ROME INTERNATIONAL FILM FESTIVAL AND GEORGIA POWER TO SPONSOR FREE FILM SCREENING THIS SATURDAY

Media release from the Rome International Film Festival:

RIFF and GA Power have teamed up with South Arts and the National Endowment for the Arts to bring a very special documentary about the power of dance to lift homeless children and youth out of trauma. The film, entitled “LIFT”, is free, and will be shown on Saturday, October 19 at 2 pm at the Seven Hills Fellowship Great Room. The film follows Artistic Director of the New York City Ballet, Steven Melendez, on his quest to empower homeless children to believe in themselves. Melendez will be present at the screening in Rome and will answer questions from the audience after the film. After the Q&A Melendez will also hold a master class for any dance students that have interest in working with him. This is the only opportunity for dance lovers outside of Atlanta to attend the film screening and to meet Melendez.

“I came to enjoy a long, international career in classical dance as a fluke of luck,” said Melendez. I have Puerto Rican and Afro-Caribbean heritage, and I grew up in the South Bronx in the late-1980’s and 90’s in a single parent home. When I was seven years old my family was evicted from our home and for all the reasons one might imagine, and many others that are inexplicable, we ended up homeless. After some difficult first few days we moved into a NYC Homeless Shelter for women and children where we stayed for three years. It was in the shelter that I was introduced to New York Theatre Ballet and Project LIFT. In the 30 years since then I have come around, full circle, to lead NYTB as its new Artistic Director and am now charged with shepherding the organization, professional dance company and ballet academy that gave me a life that I would never have dreamed possible.”

Filmed over ten years, LIFT shines a spotlight on the invisible story of homelessness in America through the eyes of a group of young homeless and home-insecure ballet dancers in New York City. After performing all over the world, ballet dancer Steven Melendez returns to the Bronx shelter where he grew up to give back to his community, offering a New York Theatre Ballet workshop to children. His traumatic reaction to the shelter from his childhood sends him on an unexpected journey with three kids to reckon with a past he had escaped from through ballet. As young dance students, Victor, Yolanssie and Sharia face the same chasm of home insecurity that long separated Steven from his audience and makes the arts inaccessible to so many kids who share his background. The children Melendez mentors offer him insight into turning a hidden trauma into dance, and together they make an aristocratic art form into an expression all their own.

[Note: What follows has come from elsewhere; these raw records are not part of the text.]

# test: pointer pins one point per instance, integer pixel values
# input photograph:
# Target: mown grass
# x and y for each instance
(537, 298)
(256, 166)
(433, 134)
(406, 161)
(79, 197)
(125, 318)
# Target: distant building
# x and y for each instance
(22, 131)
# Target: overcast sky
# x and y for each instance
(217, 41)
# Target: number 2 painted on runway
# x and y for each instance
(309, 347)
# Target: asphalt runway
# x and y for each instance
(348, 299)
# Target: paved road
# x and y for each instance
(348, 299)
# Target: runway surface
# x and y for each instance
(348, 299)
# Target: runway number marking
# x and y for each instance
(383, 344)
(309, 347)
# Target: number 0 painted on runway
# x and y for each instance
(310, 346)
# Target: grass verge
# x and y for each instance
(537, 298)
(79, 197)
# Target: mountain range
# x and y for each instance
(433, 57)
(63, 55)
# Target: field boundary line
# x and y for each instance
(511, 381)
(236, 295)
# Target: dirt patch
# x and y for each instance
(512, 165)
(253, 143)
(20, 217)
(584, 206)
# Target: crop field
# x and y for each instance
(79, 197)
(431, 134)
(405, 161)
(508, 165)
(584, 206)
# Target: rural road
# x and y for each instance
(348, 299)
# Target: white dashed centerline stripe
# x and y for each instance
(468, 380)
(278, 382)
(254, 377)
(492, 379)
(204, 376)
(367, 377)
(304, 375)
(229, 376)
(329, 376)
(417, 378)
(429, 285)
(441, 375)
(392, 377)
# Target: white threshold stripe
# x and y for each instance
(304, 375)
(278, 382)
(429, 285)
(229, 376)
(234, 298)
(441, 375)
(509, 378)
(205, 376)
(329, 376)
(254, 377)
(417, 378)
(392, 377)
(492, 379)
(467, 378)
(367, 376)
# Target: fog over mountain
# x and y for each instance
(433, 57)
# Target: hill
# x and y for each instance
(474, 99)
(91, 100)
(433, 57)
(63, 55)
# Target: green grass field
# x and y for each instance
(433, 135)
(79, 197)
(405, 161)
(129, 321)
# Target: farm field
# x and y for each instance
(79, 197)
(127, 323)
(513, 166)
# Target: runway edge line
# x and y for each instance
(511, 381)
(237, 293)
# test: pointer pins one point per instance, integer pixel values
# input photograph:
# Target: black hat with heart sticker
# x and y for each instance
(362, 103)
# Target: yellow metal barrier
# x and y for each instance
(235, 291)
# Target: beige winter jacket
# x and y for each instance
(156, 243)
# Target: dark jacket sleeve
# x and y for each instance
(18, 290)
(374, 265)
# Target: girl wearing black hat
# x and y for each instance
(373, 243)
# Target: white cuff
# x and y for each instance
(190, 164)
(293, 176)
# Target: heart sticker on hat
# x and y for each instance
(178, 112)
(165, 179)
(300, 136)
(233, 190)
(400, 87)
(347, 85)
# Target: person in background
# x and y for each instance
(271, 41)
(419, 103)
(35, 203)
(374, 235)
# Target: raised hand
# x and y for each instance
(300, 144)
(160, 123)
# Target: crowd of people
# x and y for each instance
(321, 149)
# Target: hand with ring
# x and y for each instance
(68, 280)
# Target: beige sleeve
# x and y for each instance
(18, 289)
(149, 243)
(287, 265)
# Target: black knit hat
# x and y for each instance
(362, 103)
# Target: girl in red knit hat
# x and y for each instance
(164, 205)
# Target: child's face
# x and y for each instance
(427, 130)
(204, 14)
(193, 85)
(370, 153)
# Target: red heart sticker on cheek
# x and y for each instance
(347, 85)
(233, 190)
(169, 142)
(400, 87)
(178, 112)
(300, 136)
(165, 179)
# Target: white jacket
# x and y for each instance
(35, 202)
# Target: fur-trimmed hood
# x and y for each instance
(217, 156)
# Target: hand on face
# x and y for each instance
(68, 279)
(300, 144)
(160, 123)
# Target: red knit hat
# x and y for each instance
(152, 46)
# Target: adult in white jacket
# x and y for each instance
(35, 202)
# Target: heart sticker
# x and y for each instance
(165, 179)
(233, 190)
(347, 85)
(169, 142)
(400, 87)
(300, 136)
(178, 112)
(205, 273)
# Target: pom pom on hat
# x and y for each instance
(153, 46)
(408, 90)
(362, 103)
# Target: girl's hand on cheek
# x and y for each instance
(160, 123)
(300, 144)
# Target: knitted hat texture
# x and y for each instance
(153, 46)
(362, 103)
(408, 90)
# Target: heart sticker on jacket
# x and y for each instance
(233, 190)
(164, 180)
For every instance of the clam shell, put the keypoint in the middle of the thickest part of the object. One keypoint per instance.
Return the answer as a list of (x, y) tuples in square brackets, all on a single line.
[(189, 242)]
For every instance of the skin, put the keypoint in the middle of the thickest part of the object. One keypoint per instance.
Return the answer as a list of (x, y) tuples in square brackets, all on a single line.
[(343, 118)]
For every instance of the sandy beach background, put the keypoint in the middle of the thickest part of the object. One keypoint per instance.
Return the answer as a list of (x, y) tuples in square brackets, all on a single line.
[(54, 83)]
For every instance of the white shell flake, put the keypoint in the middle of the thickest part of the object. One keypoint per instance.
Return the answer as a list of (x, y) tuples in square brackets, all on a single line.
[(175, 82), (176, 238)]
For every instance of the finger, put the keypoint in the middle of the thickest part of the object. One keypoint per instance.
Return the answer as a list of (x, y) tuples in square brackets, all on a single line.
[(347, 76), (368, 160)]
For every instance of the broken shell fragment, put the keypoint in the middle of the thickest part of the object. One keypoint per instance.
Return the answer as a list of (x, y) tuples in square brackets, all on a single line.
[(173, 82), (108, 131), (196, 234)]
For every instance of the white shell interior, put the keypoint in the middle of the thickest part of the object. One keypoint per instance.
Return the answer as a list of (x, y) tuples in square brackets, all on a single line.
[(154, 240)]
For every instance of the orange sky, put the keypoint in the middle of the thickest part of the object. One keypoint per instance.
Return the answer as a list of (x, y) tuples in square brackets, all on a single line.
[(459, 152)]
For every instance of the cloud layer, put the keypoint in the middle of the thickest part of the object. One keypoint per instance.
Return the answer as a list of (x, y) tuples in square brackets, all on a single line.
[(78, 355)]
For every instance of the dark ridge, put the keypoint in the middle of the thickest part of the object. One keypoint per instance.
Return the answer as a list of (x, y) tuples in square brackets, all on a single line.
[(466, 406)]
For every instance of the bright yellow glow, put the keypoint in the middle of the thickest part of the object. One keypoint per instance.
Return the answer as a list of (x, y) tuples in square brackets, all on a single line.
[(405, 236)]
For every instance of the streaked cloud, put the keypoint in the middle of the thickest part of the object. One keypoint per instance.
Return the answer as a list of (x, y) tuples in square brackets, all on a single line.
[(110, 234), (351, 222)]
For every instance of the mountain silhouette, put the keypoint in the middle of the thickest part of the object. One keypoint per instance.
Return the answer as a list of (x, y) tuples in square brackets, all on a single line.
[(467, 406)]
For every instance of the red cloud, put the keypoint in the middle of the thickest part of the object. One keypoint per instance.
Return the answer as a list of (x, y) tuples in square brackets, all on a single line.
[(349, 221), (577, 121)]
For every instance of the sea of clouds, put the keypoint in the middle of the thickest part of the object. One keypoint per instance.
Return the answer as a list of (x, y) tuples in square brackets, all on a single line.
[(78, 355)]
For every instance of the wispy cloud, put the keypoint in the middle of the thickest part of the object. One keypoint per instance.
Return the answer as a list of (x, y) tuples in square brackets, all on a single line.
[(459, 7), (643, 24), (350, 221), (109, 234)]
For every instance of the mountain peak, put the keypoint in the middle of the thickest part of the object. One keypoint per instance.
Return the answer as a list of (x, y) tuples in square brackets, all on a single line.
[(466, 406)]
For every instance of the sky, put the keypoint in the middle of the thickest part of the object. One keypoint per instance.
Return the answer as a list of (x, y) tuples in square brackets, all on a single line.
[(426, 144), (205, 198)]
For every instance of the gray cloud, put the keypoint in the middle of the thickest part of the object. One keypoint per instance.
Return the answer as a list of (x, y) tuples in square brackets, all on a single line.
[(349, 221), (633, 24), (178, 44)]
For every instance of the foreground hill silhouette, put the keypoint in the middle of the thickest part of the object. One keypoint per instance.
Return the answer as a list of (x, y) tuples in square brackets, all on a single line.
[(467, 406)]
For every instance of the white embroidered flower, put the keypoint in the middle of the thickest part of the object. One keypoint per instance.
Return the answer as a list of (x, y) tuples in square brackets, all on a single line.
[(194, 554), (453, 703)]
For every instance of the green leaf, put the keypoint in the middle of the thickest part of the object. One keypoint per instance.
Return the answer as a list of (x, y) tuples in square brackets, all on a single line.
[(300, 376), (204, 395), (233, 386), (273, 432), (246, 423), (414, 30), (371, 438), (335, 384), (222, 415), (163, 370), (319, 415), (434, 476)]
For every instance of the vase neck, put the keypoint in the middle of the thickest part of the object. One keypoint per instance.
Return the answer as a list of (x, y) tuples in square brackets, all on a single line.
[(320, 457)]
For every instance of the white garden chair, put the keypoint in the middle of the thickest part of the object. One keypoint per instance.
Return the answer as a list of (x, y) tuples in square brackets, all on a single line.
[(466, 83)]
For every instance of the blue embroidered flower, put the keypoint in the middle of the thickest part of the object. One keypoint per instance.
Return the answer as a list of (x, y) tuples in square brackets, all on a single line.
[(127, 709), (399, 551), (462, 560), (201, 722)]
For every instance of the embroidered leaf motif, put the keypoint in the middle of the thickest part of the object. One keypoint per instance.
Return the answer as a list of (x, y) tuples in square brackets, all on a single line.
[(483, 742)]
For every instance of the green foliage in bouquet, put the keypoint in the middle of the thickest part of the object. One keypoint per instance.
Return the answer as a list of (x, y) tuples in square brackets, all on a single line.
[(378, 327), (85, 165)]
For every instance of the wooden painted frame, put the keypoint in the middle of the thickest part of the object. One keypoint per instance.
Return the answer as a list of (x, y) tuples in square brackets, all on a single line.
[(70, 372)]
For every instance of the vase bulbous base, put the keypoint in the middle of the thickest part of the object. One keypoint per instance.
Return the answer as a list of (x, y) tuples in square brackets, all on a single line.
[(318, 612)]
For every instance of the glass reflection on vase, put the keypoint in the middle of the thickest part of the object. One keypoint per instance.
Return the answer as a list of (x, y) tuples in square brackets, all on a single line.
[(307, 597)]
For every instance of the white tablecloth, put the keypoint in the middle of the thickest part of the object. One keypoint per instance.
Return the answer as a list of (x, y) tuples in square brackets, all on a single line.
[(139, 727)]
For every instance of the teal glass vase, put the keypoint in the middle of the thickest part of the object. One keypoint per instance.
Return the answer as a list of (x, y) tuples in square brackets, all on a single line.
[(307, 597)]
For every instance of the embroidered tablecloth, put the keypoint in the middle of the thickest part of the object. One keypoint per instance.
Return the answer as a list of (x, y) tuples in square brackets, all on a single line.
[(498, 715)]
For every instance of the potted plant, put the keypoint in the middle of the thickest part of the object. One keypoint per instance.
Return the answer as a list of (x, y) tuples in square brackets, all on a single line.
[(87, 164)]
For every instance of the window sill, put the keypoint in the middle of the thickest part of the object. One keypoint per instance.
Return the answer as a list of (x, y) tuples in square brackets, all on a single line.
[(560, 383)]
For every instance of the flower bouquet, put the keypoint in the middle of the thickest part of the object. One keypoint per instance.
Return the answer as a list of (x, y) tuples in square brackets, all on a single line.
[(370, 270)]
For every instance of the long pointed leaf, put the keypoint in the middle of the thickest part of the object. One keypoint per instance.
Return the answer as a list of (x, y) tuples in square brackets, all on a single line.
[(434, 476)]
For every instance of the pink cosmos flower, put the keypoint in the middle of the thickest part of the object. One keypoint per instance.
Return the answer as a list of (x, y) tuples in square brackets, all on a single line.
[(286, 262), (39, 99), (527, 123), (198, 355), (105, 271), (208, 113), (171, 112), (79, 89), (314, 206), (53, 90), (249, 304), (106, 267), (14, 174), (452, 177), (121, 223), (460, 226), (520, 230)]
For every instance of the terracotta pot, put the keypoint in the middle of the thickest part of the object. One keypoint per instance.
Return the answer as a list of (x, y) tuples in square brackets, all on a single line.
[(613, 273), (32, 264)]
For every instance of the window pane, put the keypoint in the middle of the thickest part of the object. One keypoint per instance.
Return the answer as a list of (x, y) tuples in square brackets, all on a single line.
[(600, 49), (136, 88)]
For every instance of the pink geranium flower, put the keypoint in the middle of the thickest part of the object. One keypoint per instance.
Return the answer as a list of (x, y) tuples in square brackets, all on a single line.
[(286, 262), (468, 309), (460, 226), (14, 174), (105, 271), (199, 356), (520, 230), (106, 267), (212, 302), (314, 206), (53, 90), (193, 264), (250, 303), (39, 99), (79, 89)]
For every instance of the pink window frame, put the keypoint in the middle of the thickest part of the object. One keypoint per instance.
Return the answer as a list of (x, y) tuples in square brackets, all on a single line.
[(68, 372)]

“This is a moving film that shows children can overcome almost any disadvantage with support and inspiration,” said Leanne Cook, executive director of the Rome International Film Festival. “It is also clear about the debilitating effects of homelessness on young people. We so appreciate Georgia Power for helping us bring this important film to Rome. And we are thankful to have many organizations in Rome working to alleviate the trauma of homelessness for every person. We invite the public to reserve a ticket for this event in an intimate space so that we can think about this important issue together as a community and talk about opportunities to serve.”